I've tried random traceroutes from work, where we have terrestial internet, and I'm getting a lot of timeouts too. 

I can tell he's on J2SDO068 in San Diego - the same as us @maratsade - also going through CenturyLink at 4.14.190.73. The delays and timeouts are coming from them.


* Disclaimer: I am a HughesNet customer and not a HughesNet employee.

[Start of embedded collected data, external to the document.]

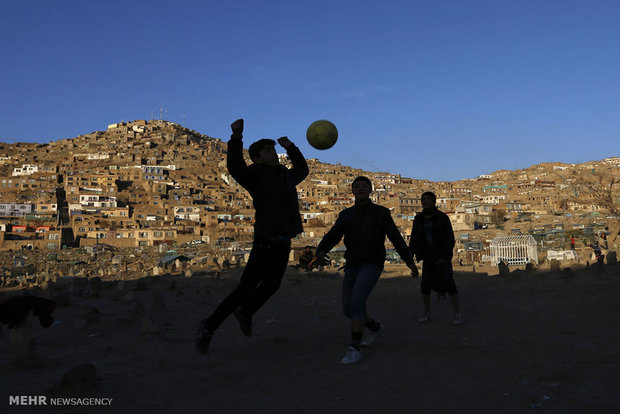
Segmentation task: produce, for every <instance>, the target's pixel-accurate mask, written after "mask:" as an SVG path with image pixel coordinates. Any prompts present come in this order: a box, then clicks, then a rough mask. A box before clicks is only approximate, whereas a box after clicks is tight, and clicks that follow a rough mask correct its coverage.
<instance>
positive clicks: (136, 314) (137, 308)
mask: <svg viewBox="0 0 620 414" xmlns="http://www.w3.org/2000/svg"><path fill="white" fill-rule="evenodd" d="M145 314H146V311H145V310H144V305H143V304H142V302H137V303H136V304H135V306H134V307H133V310H132V311H131V313H130V315H129V316H131V318H133V319H141V318H143V317H144V315H145Z"/></svg>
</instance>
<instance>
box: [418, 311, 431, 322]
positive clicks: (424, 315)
mask: <svg viewBox="0 0 620 414" xmlns="http://www.w3.org/2000/svg"><path fill="white" fill-rule="evenodd" d="M430 320H431V313H430V312H428V313H425V314H424V316H422V317H420V318H419V319H418V323H425V322H430Z"/></svg>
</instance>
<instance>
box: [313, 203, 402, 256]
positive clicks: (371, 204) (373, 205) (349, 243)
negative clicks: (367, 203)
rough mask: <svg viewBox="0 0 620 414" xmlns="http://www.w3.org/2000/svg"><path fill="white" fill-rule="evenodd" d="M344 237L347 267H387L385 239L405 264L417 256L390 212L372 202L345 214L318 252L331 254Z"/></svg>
mask: <svg viewBox="0 0 620 414" xmlns="http://www.w3.org/2000/svg"><path fill="white" fill-rule="evenodd" d="M343 235H344V245H345V247H346V248H347V250H346V252H345V254H344V258H345V259H346V261H347V265H350V266H357V265H361V264H375V265H377V266H380V267H383V264H384V262H385V236H387V237H388V239H390V241H391V242H392V244H393V245H394V248H395V249H396V251H397V252H398V254H399V255H400V257H401V258H402V259H403V260H404V261H405V263H407V264H412V263H413V255H412V254H411V252H410V251H409V249H408V248H407V243H405V241H404V240H403V237H402V236H401V234H400V232H399V231H398V228H397V227H396V225H395V224H394V220H393V219H392V215H391V214H390V210H388V209H387V208H385V207H383V206H380V205H377V204H374V203H372V202H371V201H369V202H368V204H365V205H360V204H356V205H354V206H353V207H349V208H347V209H344V210H342V211H341V212H340V214H339V215H338V219H337V220H336V223H335V224H334V226H333V227H332V228H331V229H330V230H329V232H327V234H326V235H325V236H324V237H323V240H321V243H319V245H318V247H317V251H321V252H325V253H328V252H329V251H330V250H331V249H332V248H333V247H334V246H335V245H336V244H338V242H340V239H342V236H343Z"/></svg>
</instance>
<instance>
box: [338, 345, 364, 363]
mask: <svg viewBox="0 0 620 414" xmlns="http://www.w3.org/2000/svg"><path fill="white" fill-rule="evenodd" d="M363 358H364V354H362V351H358V350H357V349H355V348H353V347H352V346H350V347H349V349H347V353H346V354H344V358H342V360H341V361H340V363H341V364H342V365H350V364H355V363H358V362H360V361H361V360H362V359H363Z"/></svg>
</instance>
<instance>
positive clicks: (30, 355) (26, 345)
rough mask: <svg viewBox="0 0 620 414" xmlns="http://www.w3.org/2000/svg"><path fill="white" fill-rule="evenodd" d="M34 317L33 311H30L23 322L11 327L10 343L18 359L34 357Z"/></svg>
mask: <svg viewBox="0 0 620 414" xmlns="http://www.w3.org/2000/svg"><path fill="white" fill-rule="evenodd" d="M33 318H34V313H33V311H28V313H26V316H25V317H24V318H23V319H22V320H21V322H20V323H19V324H18V325H16V326H14V327H13V329H11V336H10V337H9V343H10V344H11V346H12V348H13V352H14V356H15V357H16V358H17V359H32V358H34V348H35V341H34V335H33V326H32V322H33Z"/></svg>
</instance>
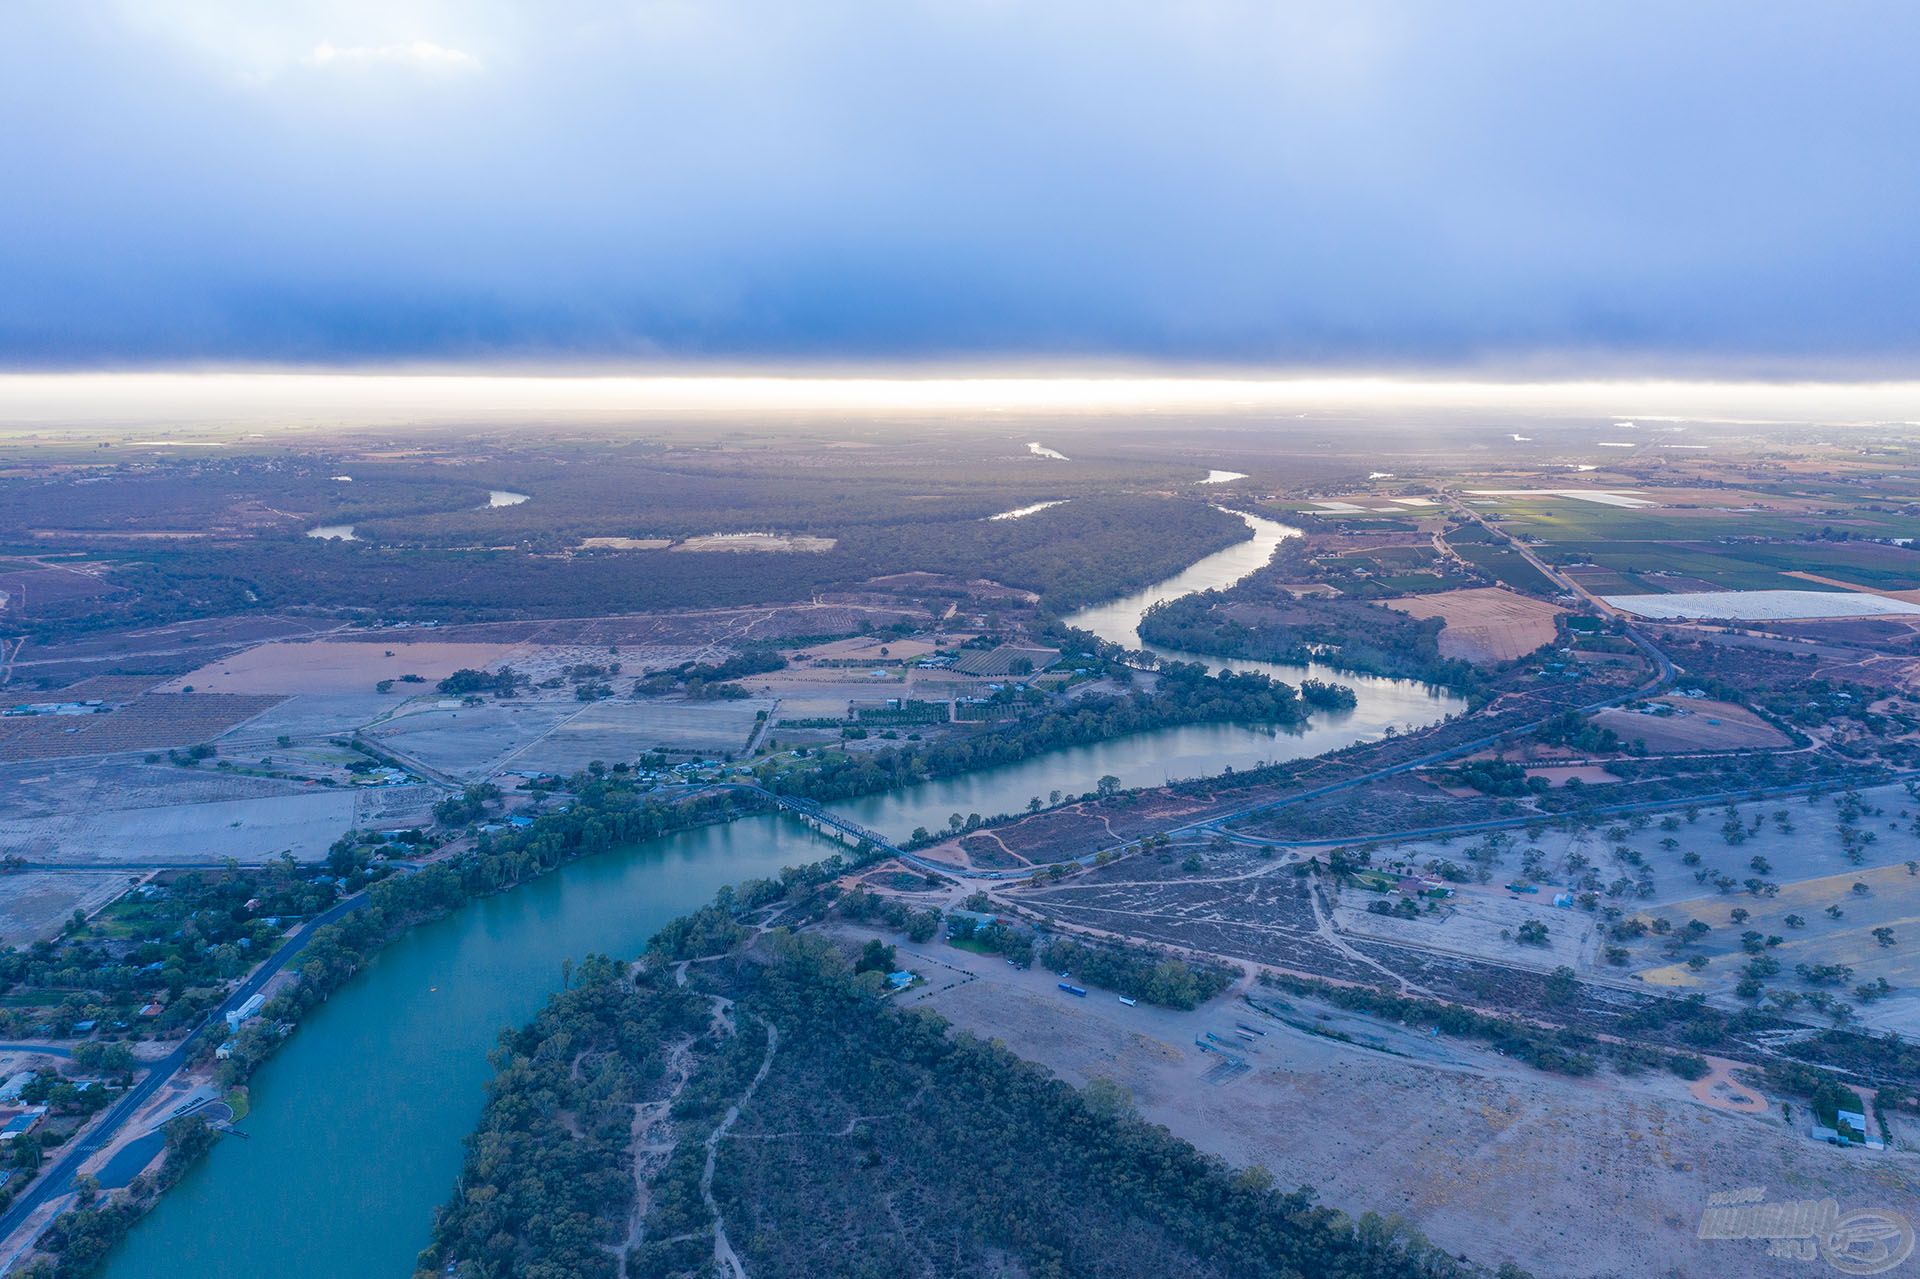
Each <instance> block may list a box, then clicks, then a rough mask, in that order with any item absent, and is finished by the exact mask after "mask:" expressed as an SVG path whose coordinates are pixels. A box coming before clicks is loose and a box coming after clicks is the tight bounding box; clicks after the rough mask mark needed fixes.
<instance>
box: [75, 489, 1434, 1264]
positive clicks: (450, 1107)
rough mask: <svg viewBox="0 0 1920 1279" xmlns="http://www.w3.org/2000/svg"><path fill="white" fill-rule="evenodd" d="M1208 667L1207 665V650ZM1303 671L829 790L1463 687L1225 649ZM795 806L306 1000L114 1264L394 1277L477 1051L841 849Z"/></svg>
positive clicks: (1033, 773)
mask: <svg viewBox="0 0 1920 1279" xmlns="http://www.w3.org/2000/svg"><path fill="white" fill-rule="evenodd" d="M1244 519H1248V524H1250V526H1252V528H1254V540H1252V542H1242V543H1238V545H1235V547H1229V549H1227V551H1221V553H1217V555H1210V557H1208V559H1204V561H1200V563H1196V565H1192V567H1190V568H1188V570H1187V572H1183V574H1179V576H1177V578H1173V580H1169V582H1164V584H1160V586H1156V588H1150V590H1146V591H1140V593H1137V595H1129V597H1127V599H1119V601H1114V603H1108V605H1100V607H1094V609H1089V611H1085V613H1081V615H1077V616H1075V618H1073V622H1075V624H1079V626H1085V628H1089V630H1094V632H1096V634H1100V636H1102V638H1108V640H1114V641H1117V643H1125V645H1127V647H1140V641H1139V636H1137V634H1135V626H1137V624H1139V616H1140V613H1142V611H1144V609H1146V607H1148V605H1150V603H1154V601H1156V599H1167V597H1173V595H1183V593H1187V591H1194V590H1206V588H1213V586H1227V584H1231V582H1236V580H1238V578H1242V576H1246V574H1248V572H1252V570H1254V568H1258V567H1260V565H1263V563H1265V561H1267V557H1269V555H1271V553H1273V545H1275V543H1277V542H1279V540H1281V538H1284V536H1288V534H1290V530H1286V528H1283V526H1281V524H1275V522H1271V520H1260V519H1254V517H1244ZM1213 664H1215V666H1217V664H1219V663H1213ZM1231 664H1233V666H1235V668H1240V670H1267V672H1271V674H1275V676H1277V678H1283V680H1290V682H1298V680H1300V678H1304V676H1308V674H1315V676H1321V678H1327V680H1340V682H1344V684H1352V686H1354V688H1356V689H1357V693H1359V705H1357V707H1356V709H1354V711H1350V712H1342V714H1319V716H1315V718H1313V724H1309V726H1308V728H1304V730H1290V732H1275V730H1260V728H1246V726H1227V724H1210V726H1187V728H1167V730H1158V732H1150V734H1139V736H1133V737H1125V739H1119V741H1104V743H1096V745H1083V747H1068V749H1062V751H1052V753H1048V755H1044V757H1039V759H1031V760H1023V762H1020V764H1008V766H1004V768H991V770H983V772H977V774H970V776H964V778H948V780H943V782H927V784H922V785H914V787H904V789H900V791H893V793H887V795H872V797H866V799H856V801H847V803H841V805H835V808H837V810H841V812H845V814H847V816H851V818H854V820H858V822H862V824H866V826H872V828H876V830H879V832H883V833H887V835H897V837H899V835H906V833H908V832H912V830H914V828H916V826H927V828H935V826H941V824H945V822H947V818H948V814H952V812H960V814H970V812H979V814H985V816H991V814H996V812H1010V810H1018V808H1023V807H1025V803H1027V799H1029V797H1033V795H1039V797H1043V799H1044V797H1046V795H1048V793H1050V791H1054V789H1060V791H1066V793H1079V791H1089V789H1092V785H1094V782H1096V780H1098V778H1100V776H1104V774H1114V776H1117V778H1119V780H1121V782H1123V784H1127V785H1144V784H1158V782H1165V780H1169V778H1190V776H1208V774H1217V772H1221V770H1225V768H1227V766H1233V768H1248V766H1254V764H1260V762H1265V760H1279V759H1296V757H1302V755H1317V753H1323V751H1331V749H1334V747H1340V745H1348V743H1352V741H1359V739H1369V737H1377V736H1379V734H1380V732H1382V730H1384V728H1386V726H1388V724H1396V726H1400V728H1413V726H1419V724H1428V722H1432V720H1438V718H1440V716H1444V714H1448V712H1452V711H1459V709H1461V703H1459V701H1457V699H1453V697H1448V695H1444V693H1436V691H1432V689H1428V688H1425V686H1419V684H1407V682H1398V680H1369V678H1357V676H1344V674H1338V672H1332V670H1317V668H1308V670H1302V668H1294V666H1271V664H1263V663H1231ZM837 847H839V845H833V843H829V841H826V839H824V837H822V835H816V833H814V832H812V830H808V828H806V826H803V824H801V822H797V820H793V818H785V816H758V818H747V820H739V822H733V824H730V826H718V828H705V830H695V832H684V833H678V835H668V837H662V839H653V841H647V843H641V845H636V847H628V849H618V851H612V853H607V855H603V857H593V858H586V860H580V862H572V864H568V866H563V868H561V870H557V872H553V874H549V876H545V878H541V880H536V881H532V883H526V885H522V887H518V889H515V891H511V893H503V895H499V897H490V899H484V901H476V903H472V905H468V906H465V908H461V910H459V912H455V914H451V916H447V918H444V920H438V922H434V924H428V926H424V928H419V929H415V931H411V933H407V935H405V937H401V939H399V941H396V943H394V945H390V947H388V949H386V951H382V953H380V954H378V956H376V958H374V962H372V964H369V968H367V972H365V974H361V976H359V977H355V979H353V981H349V983H348V985H346V987H344V989H342V991H338V993H336V995H334V997H332V999H330V1001H328V1002H326V1004H323V1006H321V1008H317V1010H315V1012H313V1014H311V1016H309V1018H307V1022H305V1024H303V1026H301V1029H300V1033H296V1035H294V1039H292V1041H290V1043H288V1045H286V1049H282V1050H280V1054H278V1056H275V1058H273V1060H271V1062H267V1064H265V1066H263V1068H261V1070H259V1072H257V1074H255V1075H253V1087H252V1097H253V1112H252V1114H250V1116H248V1118H246V1120H244V1123H242V1125H240V1127H242V1131H244V1133H246V1139H227V1141H223V1143H219V1146H215V1150H213V1152H211V1154H209V1156H207V1158H205V1160H202V1164H200V1166H198V1168H194V1170H190V1171H188V1175H186V1177H184V1179H182V1181H180V1183H179V1185H177V1187H175V1189H173V1191H169V1193H167V1195H165V1196H163V1198H161V1202H159V1206H157V1208H156V1210H154V1212H152V1214H150V1216H148V1218H146V1219H144V1221H140V1225H136V1227H134V1231H132V1235H131V1237H129V1239H127V1243H125V1244H123V1246H121V1248H119V1250H117V1252H115V1254H113V1258H111V1262H109V1266H108V1275H109V1277H111V1279H173V1277H180V1279H186V1277H192V1279H257V1277H261V1275H273V1277H275V1279H359V1277H363V1275H405V1273H411V1269H413V1258H415V1254H417V1252H419V1250H420V1248H422V1246H424V1244H426V1233H428V1225H430V1221H432V1210H434V1206H436V1204H440V1202H442V1200H445V1196H447V1195H449V1193H451V1189H453V1179H455V1177H457V1175H459V1168H461V1139H463V1135H465V1133H467V1131H470V1129H472V1125H474V1122H476V1120H478V1114H480V1104H482V1095H484V1085H486V1079H488V1075H490V1074H492V1072H490V1066H488V1060H486V1058H488V1049H492V1047H493V1041H495V1037H497V1033H499V1031H501V1029H503V1027H507V1026H518V1024H522V1022H526V1020H528V1018H532V1016H534V1012H536V1010H538V1008H540V1004H541V1002H543V1001H545V999H547V997H549V995H551V993H553V991H555V989H557V987H559V981H561V960H563V958H568V956H574V958H578V956H582V954H588V953H593V951H601V953H607V954H622V956H626V954H636V953H639V951H641V947H645V943H647V937H651V935H653V931H655V929H659V928H660V926H662V924H664V922H668V920H672V918H674V916H678V914H685V912H687V910H691V908H695V906H699V905H703V903H705V901H708V899H710V897H712V895H714V891H716V889H720V885H724V883H733V881H739V880H747V878H755V876H766V874H774V872H778V870H780V868H781V866H791V864H799V862H810V860H818V858H822V857H828V855H829V853H833V851H837Z"/></svg>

All of my comments are my own and do not necessarily represent HughesNet in any way.
maratsade
Distinguished Professor IV

Ah, that makes sense and explains why I've been seeing timeouts when running traceroutes.  Curse you, CenturyLink! 

 


@MarkJFine wrote:

I can tell he's on J2SDO068 in San Diego - the same as us @maratsade - also going through CenturyLink at 4.14.190.73. The delays and timeouts are coming from them.


 

GabeU
Distinguished Professor IV

Mine is J2ROS051 through Roseburg, OR.  

 

The first one for me looks horrid, with the rest being timeouts...

Capture.JPG

 

This one, however, looks great, with the rest being timeouts...

Capture1.JPG

I think that second one is the best tracert I've ever seen out of all I've run.  I NEVER see a solid block like that.  

maratsade
Distinguished Professor IV

Maybe CL likes you. 😉

 


@GabeU wrote:

Mine is J2ROS051 through Roseburg, OR.  

 

The first one for me looks horrid, with the rest being timeouts...

 

 

This one, however, looks great, with the rest being timeouts...

 

I think that second one is the best tracert I've ever seen out of all I've run.  I NEVER see a solid block like that.  


 

4.16.168.17 is indeed CenturyLink.

I should add that the severity and frequency of their timeouts seems to correlate to botnet activity, and judging from yesterday's logs that it took nearly 3 hours to go over... yesterday was the worst I've seen it in a while.


* Disclaimer: I am a HughesNet customer and not a HughesNet employee. All of my comments are my own and do not necessarily represent HughesNet in any way.